Hypercube-Based Retrieval-Augmented Generation for Scientific Question-Answering
- URL: http://arxiv.org/abs/2505.19288v2
- Date: Mon, 04 Aug 2025 00:07:30 GMT
- Title: Hypercube-Based Retrieval-Augmented Generation for Scientific Question-Answering
- Authors: Jimeng Shi, Sizhe Zhou, Bowen Jin, Wei Hu, Runchu Tian, Shaowen Wang, Giri Narasimhan, Jiawei Han,
- Abstract summary: Large language models (LLMs) often need to incorporate external knowledge to solve theme-specific problems.<n>We introduce a multi-dimensional (cube) structure, Hypercube, which can index and allocate documents in a pre-defined multi-dimensional space.<n>We propose Hypercube-RAG, a novel RAG framework for precise and efficient retrieval.
- Score: 28.5019721421147
- License: http://arxiv.org/licenses/nonexclusive-distrib/1.0/
- Abstract: Large language models (LLMs) often need to incorporate external knowledge to solve theme-specific problems. Retrieval-augmented generation (RAG) has shown its high promise, empowering LLMs to generate more qualified responses with retrieved external data and knowledge. However, most RAG methods retrieve relevant documents based on either sparse or dense retrieval methods or their combinations, which overlooks the essential, multi-dimensional, and structured semantic information present in documents. This structured information plays a critical role in finding concise yet highly relevant information for domain knowledge-intensive tasks, such as scientific question-answering (QA). In this work, we introduce a multi-dimensional (cube) structure, Hypercube, which can index and allocate documents in a pre-defined multi-dimensional space.

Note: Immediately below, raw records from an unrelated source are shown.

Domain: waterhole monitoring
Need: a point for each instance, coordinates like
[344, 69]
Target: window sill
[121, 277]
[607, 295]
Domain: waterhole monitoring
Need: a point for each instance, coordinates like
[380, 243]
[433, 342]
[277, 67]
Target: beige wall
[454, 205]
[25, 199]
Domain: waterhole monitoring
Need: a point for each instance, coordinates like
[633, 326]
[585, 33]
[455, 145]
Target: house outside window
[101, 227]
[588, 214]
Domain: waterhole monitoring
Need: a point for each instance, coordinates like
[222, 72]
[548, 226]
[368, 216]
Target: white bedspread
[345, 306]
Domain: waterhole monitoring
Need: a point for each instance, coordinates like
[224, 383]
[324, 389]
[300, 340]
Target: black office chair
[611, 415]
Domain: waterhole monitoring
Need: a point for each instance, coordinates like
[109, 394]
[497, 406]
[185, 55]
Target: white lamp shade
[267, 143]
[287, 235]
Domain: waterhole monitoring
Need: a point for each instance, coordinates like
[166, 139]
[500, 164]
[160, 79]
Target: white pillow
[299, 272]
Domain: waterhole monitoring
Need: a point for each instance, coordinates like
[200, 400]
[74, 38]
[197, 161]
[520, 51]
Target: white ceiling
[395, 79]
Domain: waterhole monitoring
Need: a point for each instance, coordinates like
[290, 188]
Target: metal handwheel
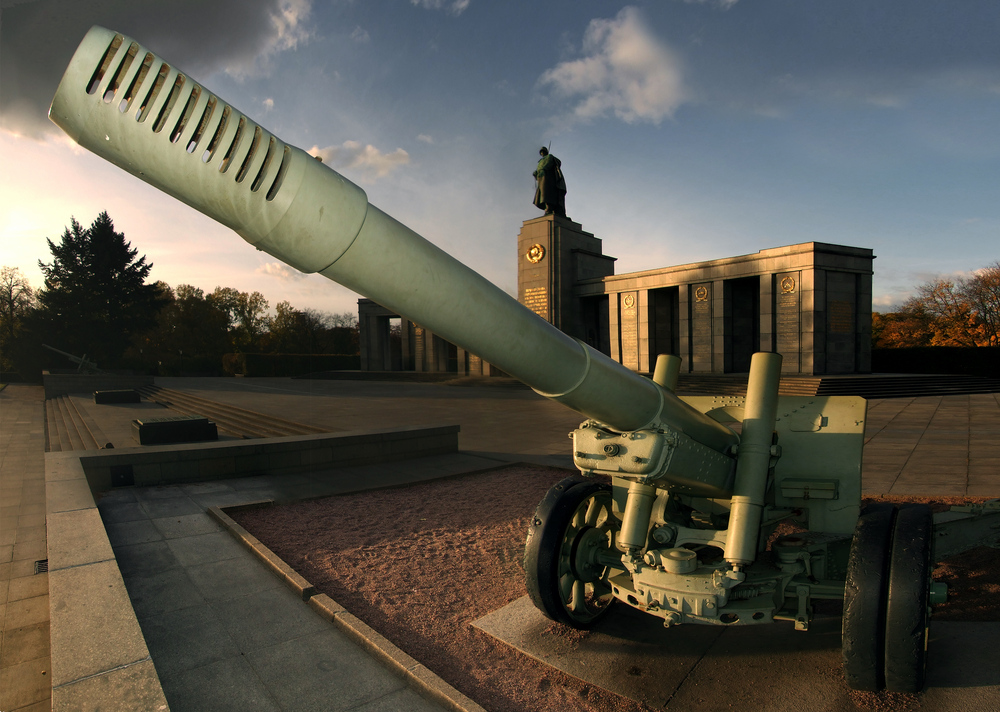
[863, 644]
[572, 527]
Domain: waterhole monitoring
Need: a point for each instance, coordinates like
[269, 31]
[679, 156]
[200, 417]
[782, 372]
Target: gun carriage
[707, 510]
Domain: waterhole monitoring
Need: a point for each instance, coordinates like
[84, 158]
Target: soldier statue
[550, 190]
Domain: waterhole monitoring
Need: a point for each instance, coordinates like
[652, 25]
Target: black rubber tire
[907, 616]
[550, 549]
[863, 634]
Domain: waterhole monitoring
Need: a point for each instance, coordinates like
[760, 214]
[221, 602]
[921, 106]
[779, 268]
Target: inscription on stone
[630, 331]
[537, 300]
[841, 317]
[701, 316]
[419, 342]
[787, 308]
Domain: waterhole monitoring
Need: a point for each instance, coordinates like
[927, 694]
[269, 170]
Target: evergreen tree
[95, 297]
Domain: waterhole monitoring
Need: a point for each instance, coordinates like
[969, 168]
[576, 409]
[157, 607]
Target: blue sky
[687, 130]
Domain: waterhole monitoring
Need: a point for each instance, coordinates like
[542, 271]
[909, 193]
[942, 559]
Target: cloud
[281, 271]
[724, 4]
[371, 163]
[626, 71]
[453, 7]
[38, 38]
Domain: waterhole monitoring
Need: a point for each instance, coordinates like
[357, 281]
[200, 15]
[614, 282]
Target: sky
[688, 130]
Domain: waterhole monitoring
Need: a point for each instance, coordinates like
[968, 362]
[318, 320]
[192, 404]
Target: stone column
[702, 325]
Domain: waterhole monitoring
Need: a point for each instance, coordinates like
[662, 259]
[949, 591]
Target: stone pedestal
[553, 255]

Built on the hypercube, we further propose Hypercube-RAG, a novel RAG framework for precise and efficient retrieval. Given a query, Hypercube-RAG first decomposes it based on its entities, phrases, and topics along with pre-defined hypercube dimensions, and then retrieves relevant documents from cubes by aligning these decomposed components with corresponding dimensions. Experiments on three datasets across different domains demonstrate that our method improves response accuracy by 3.7% and retrieval accuracy by 5.3% over the strongest RAG baseline. It also boosts retrieval efficiency (speed) by one or two magnitudes faster than graph-based RAG. Notably, our Hypercube-RAG inherently offers explainability by revealing those underlying dimensions used for retrieval. The code and data are available at https://github.com/JimengShi/Hypercube-RAG.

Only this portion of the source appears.